Day in the Life: Vaccination Site Volunteer
Updated: Mar 14, 2022 · 4 min read
Interviewer: Tim Cho (CC '24)
Learn about what it means to be a Vaccination Site Volunteer in this interview conducted by Tim Cho (CC '24).
Who are you (apart from a vaccination site worker)?
I am a sophomore at the University of Pennsylvania. My major is undecided, but I am passionate about Asian American race relations in the US. I am passionate about baseball and the outdoors. I am in the outdoors club and club baseball team at Penn. I try to seek outdoors as much as I can, and am involved in a lot of Asian American activist groups.
What made you decide to become a vaccination worker?
One of my friends posted about the vaccination site volunteer opportunity on Instagram and I thought it was cool so I signed up. The coronavirus pandemic is something so novel, something so unprecedented and a pretty big part of human history, something that happens every hundred years or so. You don’t get the chance to take part in something like this pretty often. I thought it would be impactful to take part in the mass vaccination of millions upon millions of people. There was a lot of coordination involved in such a hurried process. Everyone was working together in order to vaccinate as many people as quickly as possible. So being able to take part in something like this is something I wouldn't have been able to do otherwise. I wanted to capitalize on this opportunity.
What is your job like? What do you do? What are the duties/functions/responsibilities of your job?
There were different roles I could be a part of. It depended on the day, each day I was assigned a different role. I wasn’t the one actually giving out the shots, those were the nurses/nurse students. For the most part, I worked as a documentary which meant I was signing in patients, asking them basic medical questions, signing waivers, going through liabilities, making sure their appointments were set up, and setting up their second appointments. If I wasn’t a documenter, which is just logistical stuff on an iPad, I was directing traffic for the cars in the parking lot. I also served as a runner on occasion, which meant I would go back and forth to grab more vaccines, gloves, wipes, and bandaids for the nurses when they needed them. Basically just doing whatever the nurses needed me to do. So for the most part, I was either grabbing stuff for nurses, directing traffic, or working as a documenter.
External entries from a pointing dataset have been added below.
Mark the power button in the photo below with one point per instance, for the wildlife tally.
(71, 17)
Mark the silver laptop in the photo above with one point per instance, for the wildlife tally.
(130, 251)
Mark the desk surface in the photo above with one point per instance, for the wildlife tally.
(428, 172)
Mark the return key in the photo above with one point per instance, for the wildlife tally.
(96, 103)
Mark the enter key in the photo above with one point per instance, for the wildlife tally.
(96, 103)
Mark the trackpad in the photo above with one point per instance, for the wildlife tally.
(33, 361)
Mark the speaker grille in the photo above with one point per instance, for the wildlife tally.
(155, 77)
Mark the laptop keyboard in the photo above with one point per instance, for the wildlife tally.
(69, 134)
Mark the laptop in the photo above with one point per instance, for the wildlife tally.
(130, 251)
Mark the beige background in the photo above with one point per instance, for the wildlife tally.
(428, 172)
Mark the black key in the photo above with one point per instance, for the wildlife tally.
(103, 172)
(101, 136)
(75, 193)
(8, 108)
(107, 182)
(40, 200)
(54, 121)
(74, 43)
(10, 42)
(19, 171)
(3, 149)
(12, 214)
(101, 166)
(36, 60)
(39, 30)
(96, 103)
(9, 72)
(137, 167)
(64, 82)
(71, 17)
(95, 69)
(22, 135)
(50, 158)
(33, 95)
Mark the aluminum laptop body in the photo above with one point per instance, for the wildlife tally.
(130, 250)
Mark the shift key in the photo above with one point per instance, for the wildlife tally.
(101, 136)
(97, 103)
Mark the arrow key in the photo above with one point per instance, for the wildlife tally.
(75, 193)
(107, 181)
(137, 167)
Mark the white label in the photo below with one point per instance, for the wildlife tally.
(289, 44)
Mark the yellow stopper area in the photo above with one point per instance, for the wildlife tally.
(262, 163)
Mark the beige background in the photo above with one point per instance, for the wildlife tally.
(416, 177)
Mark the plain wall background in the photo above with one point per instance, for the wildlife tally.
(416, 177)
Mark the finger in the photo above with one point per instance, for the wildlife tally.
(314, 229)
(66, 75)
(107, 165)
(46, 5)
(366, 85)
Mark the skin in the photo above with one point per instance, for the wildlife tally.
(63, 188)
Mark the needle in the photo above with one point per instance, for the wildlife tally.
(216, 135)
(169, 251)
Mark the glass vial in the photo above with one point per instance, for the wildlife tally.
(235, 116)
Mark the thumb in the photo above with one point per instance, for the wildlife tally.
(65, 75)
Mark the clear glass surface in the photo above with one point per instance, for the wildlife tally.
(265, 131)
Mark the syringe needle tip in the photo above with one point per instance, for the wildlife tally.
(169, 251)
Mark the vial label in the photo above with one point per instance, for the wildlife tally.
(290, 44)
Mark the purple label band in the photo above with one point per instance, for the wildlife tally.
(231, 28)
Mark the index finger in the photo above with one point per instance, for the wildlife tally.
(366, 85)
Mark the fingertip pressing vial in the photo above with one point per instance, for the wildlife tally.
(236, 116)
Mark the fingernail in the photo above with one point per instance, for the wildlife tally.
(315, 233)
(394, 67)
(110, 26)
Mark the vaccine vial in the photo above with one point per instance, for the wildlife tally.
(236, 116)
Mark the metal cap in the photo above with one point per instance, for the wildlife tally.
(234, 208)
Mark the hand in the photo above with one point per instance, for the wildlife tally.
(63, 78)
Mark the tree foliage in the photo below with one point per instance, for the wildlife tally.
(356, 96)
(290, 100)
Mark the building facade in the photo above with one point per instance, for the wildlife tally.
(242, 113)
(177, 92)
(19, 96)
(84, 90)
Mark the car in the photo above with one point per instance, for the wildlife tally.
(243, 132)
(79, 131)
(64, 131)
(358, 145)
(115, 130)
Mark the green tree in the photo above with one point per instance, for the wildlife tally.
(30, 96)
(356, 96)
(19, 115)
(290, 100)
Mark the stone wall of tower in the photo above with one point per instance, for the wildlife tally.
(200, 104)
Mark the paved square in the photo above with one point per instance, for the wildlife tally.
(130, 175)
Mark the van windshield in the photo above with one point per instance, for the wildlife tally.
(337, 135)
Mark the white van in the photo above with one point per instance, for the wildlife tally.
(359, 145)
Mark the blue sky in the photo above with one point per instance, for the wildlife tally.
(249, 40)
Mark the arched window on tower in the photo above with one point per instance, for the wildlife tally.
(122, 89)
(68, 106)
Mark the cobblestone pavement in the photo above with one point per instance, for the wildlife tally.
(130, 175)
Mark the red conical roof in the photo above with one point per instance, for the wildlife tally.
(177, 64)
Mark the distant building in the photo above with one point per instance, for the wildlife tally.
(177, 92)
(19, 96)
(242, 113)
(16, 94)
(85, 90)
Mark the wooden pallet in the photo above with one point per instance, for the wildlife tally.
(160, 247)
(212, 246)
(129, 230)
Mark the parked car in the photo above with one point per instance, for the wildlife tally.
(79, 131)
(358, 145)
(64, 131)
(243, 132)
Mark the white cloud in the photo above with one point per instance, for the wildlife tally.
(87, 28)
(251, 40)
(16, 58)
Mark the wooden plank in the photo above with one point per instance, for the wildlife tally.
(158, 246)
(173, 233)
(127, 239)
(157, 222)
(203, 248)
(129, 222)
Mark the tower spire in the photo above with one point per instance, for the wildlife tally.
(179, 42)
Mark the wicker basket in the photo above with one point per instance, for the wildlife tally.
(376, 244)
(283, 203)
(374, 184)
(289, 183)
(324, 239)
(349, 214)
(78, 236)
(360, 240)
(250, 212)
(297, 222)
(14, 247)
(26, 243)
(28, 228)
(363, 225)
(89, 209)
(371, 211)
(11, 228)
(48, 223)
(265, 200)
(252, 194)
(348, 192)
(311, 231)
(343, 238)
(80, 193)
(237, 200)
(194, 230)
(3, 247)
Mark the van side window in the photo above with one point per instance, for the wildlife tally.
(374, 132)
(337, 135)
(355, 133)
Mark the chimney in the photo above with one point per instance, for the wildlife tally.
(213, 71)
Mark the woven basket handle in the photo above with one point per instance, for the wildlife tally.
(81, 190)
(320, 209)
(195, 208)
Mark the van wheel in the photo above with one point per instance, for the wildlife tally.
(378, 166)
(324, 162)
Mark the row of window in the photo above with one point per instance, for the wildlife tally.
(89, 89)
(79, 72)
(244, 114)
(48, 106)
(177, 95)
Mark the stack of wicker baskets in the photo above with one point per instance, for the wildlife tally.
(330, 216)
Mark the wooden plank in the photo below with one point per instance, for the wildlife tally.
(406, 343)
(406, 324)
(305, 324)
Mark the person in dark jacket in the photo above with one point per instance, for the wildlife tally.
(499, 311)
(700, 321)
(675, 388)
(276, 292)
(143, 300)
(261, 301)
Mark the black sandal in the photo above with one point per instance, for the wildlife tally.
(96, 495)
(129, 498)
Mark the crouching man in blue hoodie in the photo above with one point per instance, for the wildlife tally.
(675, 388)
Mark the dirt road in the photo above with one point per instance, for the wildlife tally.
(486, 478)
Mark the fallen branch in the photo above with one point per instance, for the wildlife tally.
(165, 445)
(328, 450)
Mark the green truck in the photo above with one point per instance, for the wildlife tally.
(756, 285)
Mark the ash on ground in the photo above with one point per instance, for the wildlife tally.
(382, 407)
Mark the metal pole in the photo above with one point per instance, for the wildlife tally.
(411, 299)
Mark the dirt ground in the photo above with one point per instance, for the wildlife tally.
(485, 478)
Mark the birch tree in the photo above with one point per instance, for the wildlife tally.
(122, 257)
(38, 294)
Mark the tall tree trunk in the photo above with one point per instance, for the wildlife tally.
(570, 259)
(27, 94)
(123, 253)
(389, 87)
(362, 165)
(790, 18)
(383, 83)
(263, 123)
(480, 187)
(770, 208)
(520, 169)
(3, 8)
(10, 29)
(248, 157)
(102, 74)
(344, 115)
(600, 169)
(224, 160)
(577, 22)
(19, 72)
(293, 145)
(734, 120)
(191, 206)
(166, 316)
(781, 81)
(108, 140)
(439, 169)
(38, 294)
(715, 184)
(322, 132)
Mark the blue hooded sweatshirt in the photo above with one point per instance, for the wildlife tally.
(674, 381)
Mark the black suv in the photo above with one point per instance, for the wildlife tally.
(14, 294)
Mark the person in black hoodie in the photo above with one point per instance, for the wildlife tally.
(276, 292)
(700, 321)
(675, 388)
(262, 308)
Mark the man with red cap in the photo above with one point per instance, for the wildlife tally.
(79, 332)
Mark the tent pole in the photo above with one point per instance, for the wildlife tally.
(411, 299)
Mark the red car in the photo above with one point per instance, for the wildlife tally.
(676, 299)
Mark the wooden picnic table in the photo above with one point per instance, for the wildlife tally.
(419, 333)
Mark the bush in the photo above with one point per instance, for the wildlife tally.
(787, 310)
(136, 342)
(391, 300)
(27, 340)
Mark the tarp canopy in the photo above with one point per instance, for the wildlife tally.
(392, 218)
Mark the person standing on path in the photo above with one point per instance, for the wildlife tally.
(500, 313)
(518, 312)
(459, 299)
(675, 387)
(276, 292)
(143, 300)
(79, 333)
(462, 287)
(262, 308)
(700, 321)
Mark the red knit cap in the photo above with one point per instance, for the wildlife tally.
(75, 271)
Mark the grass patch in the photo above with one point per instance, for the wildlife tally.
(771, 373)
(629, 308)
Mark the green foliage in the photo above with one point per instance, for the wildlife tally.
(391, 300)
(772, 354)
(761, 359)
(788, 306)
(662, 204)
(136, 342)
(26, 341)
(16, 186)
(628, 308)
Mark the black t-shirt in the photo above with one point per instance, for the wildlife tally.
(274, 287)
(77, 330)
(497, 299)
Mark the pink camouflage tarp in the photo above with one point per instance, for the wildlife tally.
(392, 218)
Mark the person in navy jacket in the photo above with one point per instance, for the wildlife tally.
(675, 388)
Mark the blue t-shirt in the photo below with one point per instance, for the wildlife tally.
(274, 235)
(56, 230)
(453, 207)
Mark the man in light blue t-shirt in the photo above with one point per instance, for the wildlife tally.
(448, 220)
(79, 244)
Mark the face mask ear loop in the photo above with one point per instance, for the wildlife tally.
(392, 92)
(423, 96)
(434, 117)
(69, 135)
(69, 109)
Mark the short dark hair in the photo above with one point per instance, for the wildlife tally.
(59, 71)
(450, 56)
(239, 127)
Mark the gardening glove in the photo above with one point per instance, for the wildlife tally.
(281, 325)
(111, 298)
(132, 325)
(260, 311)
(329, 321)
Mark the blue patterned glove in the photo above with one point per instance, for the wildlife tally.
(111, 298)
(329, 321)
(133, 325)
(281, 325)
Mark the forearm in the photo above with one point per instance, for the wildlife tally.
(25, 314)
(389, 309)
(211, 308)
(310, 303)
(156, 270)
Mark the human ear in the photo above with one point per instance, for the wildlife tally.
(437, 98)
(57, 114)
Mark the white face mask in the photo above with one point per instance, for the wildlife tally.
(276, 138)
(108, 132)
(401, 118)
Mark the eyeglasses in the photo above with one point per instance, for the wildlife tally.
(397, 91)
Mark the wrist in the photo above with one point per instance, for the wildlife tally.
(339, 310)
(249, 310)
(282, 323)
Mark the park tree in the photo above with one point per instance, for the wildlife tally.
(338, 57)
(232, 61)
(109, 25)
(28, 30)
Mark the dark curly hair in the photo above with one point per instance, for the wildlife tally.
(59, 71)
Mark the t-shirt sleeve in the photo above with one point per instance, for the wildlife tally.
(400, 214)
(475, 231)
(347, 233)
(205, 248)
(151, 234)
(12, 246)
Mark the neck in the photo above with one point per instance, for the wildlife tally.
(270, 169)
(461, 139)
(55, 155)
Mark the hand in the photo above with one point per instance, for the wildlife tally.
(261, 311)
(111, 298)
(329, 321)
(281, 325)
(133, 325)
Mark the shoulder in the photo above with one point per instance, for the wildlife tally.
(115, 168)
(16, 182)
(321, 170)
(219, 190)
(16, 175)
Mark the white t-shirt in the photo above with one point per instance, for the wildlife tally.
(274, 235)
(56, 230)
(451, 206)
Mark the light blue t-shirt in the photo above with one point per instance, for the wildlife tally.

What kinds of problems do you deal with?
The vaccination process was not entirely smooth. Some people had to wait quite some time, so there were some agitated individuals, especially those who didn’t qualify for a vaccine. They would usually wait an hour and a half to two hours to get the vaccine, only to find out they couldn’t get it because they didn’t qualify. I came across such individuals maybe once or twice a day. If I could deal with it, I did, but would usually direct them to my supervisor or to the LAFD who was on staff.
Were you able to maintain a volunteer-life balance? How?
I was on a gap year so I didn’t have much to do otherwise. During that period, I was just trying to find something to do, and was looking for employment/volunteer opportunities and I found the vaccination site. Volunteering served as something to do during my gap year.
What of value did you gain from your vaccination-site-worker experience?
I feel like working in public service/government is way harder than people think it is. The amount of work that goes into maintaining that vaccination site was unreal: The amount of people coming in, the amount of hours put in each day. I think there are some people who take this process for granted and don’t see the ‘nitty-gritty’ behind-the-scenes stuff so it’s easy for them to be like “Why is the government doing better?” “Why isn’t this vaccination site operating at peak efficiency?” “Why am I waiting over an hour?” But in reality this is something extremely difficult to put together and it takes a lot of work from a lot of individuals to do. I was able to experience this firsthand and value the effort that goes into these mass operations more highly.
What is your perspective on the future regarding COVID-19?
Honestly, I’d expected COVID-19 to be gone at this point. I think because of COVID-19, individuals are a lot more wary of and better prepared for potential events like this. I do hope as vaccinations continue to slowly increase, we can reach some sort of total immunity and can go back to normalcy with no restrictions. But this is only possible if enough people get vaccinated, so it is very important to make sure everyone who can get vaccinated does get vaccinated, and to advertise information about the vaccination so everyone can get it. I don’t think that we will ever revert to how things were like before COVID-19, in whole. For example, people in airplanes will probably still have to wear masks. Nonetheless, masks will still be a bigger part of our lives even if it doesn’t happen to be daily. But I hope if enough people get vaccinated, we can go back to a sense of normalcy.